Implementing a Custom Action

Let’s walk through an example of implementing a download_report custom action. It involves two steps: defining the action on your backend and handling it on your frontend.

1. Define the Custom Action (Backend)

To make the LLM aware of your custom action, you must define its name and the parameters it accepts. This is done by passing a c1_custom_actions object within the metadata of your API call. We recommend using a schema library (like Zod for TypeScript or Pydantic for Python) to define your action’s parameters.
import { z } from "zod";
import { zodToJsonSchema } from "zod-to-json-schema";
import OpenAI from "openai";

const client = new OpenAI({
  baseURL: "https://api.thesys.dev/v1/embed",
  apiKey: process.env.THESYS_API_KEY,
});

const messages = [
  { role: "system", content: "When the user asks to download data, offer them a 'download_report' button." },
  { role: "user", content: "Can I get a copy of our quarterly sales data?" }
];

const response = await client.chat.completions.create({
  model: "c1/anthropic/claude-sonnet-4/v-20250930",
  messages: messages,
  metadata: {
    thesys: JSON.stringify({
      c1_custom_actions: {
        download_report: zodToJsonSchema(z.object({
          reportType: z.enum(["sales", "marketing", "inventory"]).describe("The category of the report."),
          format: z.enum(["csv", "pdf"]).default("pdf").describe("The file format for the download."),
          quarter: z.string().optional().describe("The specific quarter for the report, e.g., 'Q3 2025'."),
        })),
      }
    }),
  },
});
When the LLM generates a UI that includes a “Download Report” button, it will attach the action type download_report and the corresponding parameters to it.

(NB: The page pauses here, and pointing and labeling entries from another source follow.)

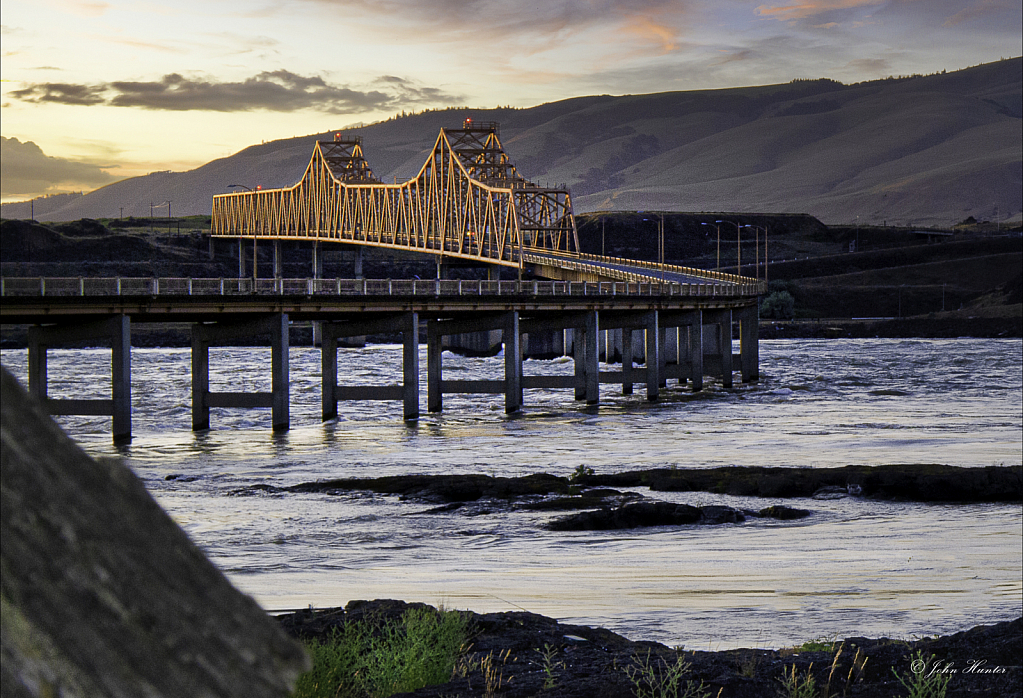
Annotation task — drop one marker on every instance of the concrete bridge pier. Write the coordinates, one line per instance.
(653, 355)
(626, 360)
(241, 258)
(118, 332)
(584, 347)
(510, 386)
(749, 343)
(720, 343)
(317, 273)
(221, 334)
(408, 392)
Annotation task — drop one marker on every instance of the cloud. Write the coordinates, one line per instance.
(26, 170)
(976, 10)
(508, 19)
(810, 8)
(878, 67)
(271, 91)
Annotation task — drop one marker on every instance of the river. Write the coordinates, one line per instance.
(854, 567)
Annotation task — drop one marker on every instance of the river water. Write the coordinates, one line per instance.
(853, 568)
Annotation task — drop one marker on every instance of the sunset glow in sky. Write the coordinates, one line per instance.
(97, 90)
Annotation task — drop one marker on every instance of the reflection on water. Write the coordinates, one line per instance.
(852, 568)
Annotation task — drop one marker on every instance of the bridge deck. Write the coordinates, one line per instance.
(468, 202)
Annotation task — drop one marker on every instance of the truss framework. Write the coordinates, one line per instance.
(468, 201)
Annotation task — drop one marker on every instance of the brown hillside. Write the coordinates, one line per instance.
(931, 149)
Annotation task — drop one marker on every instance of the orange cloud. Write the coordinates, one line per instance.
(649, 31)
(809, 8)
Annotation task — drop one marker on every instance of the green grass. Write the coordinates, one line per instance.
(374, 660)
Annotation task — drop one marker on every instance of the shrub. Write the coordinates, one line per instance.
(380, 659)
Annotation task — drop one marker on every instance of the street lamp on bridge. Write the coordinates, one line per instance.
(758, 228)
(739, 245)
(718, 227)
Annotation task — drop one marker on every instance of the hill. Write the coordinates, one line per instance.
(925, 149)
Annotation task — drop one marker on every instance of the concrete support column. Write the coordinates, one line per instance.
(722, 320)
(579, 356)
(653, 356)
(410, 365)
(696, 350)
(662, 357)
(591, 360)
(201, 379)
(37, 363)
(435, 367)
(121, 376)
(358, 262)
(117, 331)
(626, 360)
(513, 363)
(205, 336)
(749, 343)
(317, 273)
(328, 373)
(279, 381)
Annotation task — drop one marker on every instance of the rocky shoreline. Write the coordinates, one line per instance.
(538, 656)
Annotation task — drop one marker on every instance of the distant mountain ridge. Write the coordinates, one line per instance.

2. Handle the Custom Action (Frontend)

On the frontend, you use the same onAction callback from the core Actions guide. You simply add a new case to your switch statement to handle your custom action type. Using <C1Component> Your handler should check for the download_report action type and then trigger your application’s logic, like opening a modal or starting a file download.
<C1Component
  c1Response={c1Response}
  isStreaming={isLoading}
  onAction={(event) => {
    switch (event.type) {
      // Your custom action case
      case "download_report":
        // Optionally add a message to the UI to confirm the action
        pushUserMessageToChat(`Downloading ${event.params.reportType} report...`);
        // Trigger your application's download logic with the action's parameters
        downloadReport(event.params);
        break;

      // Built-in action cases
      case "open_url":
        window.open(event.params.url, "_blank", "noopener,noreferrer");
        break;

      case "continue_conversation":
      default:
        const { llmFriendlyMessage, userFriendlyMessage } = event.params;
        pushUserMessageToChat(userFriendlyMessage);
        callApi(llmFriendlyMessage);
        break;
    }
  }}
/>
Using <C1Chat> The <C1Chat> component handles built-in actions automatically, so its onAction prop is used exclusively for your custom actions.
<C1Chat
  apiUrl="/api/chat"
  onAction={(event) => {
    // C1Chat handles 'continue_conversation' and 'open_url',
    // so you only need to handle your custom actions.
    switch (event.type) {
      case "download_report":
        // Trigger your application's logic
        downloadReport(event.params);
        break;
    }
  }}
/>
If you are using persistence with the useThreadManager hook, you can pass the onAction callback directly to the hook.